A quelques milles de l'île de Miscou, les PJ apprendront au réveil la disparition d'un de leurs camarades, qu'on suppose tombé à la mer pendant la nuit qui a pourtant été très calme. Certes les accidents arrivent, mais c'est une coïncidence assez déplaisante quand on sait que Mathurin Lantier, le disparu, avait une réputation d'incorrigible curieux. La sensation est d'autant moins agréable qu'il n'y a pas un souffle de vent et qu'une brume épaisse entoure le navire masquant toute visibilité. La curiosité des PJ devrait être aiguillonnée par « Bonne Arrive » grommelant entre ses dents qu'il n'a rien entendu du tout alors que la mer était d'huile cette nuit. La journée se passera dans un calme plat un peu sinistre. La purée de pois commencera à s'éclaircir dans l'après-midi, sans pour autant se dissiper. À l'approche de la nuit, c'est un cri du mousse qui ameutera tout le monde. Sur le pont, il montre du doigt quelque chose. A quelques encablures à tribord, une lumière se déplace sur l'eau. Dans la brume et le jour déclinant, cela ressemble à une barque, manifestement en proie aux flammes, qui se déplace lentement vers le large. Il semblera même à certains entendre des gémissements de douleur et des bruits de chaînes.

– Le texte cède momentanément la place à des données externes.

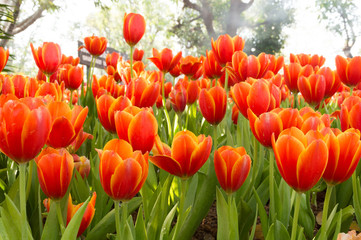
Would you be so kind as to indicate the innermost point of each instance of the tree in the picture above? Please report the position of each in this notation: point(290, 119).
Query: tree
point(16, 22)
point(341, 18)
point(260, 21)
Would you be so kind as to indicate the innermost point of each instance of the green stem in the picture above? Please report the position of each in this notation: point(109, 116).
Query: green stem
point(295, 216)
point(271, 187)
point(22, 193)
point(117, 220)
point(131, 61)
point(181, 216)
point(326, 204)
point(60, 216)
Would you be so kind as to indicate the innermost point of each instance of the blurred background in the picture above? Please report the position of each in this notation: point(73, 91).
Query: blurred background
point(280, 27)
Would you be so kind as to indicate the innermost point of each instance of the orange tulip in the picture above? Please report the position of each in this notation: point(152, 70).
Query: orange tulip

Le capitaine n'interviendra que pour renvoyer tout le monde à son poste.
Il s'agit de la première attaque des pirates : Monsieur Moreau avait prévu de liquider un matelot pour créer l'état d'esprit approprié chez l'équipage, Mathurin a attiré l'attention sur lui, « Brique-la-Mer » l'a passé à la baille. La deuxième partie du plan est l'apparition du vaisseau fantôme, habilement simulée à l'aide d'une doris5 traînant une barque enflammée.
Au cours de la nuit, l'un des PJ s'éveillera en sursaut sans raison apparente et incapable de se rendormir. Un moment plus tard, il entendra un bruit de voix étouffées en provenance du pont. Il s'agit du coq et de « Brique-la-mer » qui partagent une bouteille de gnôle adossés au bastingage. A les voir ainsi, on ne croirait jamais qu'ils viennent de jeter Auguste Ferrand à la mer. Ils iront même jusqu'à offrir un coup à boire au trouble-fête s'il promet de ne pas en parler au Second ou au Bosco.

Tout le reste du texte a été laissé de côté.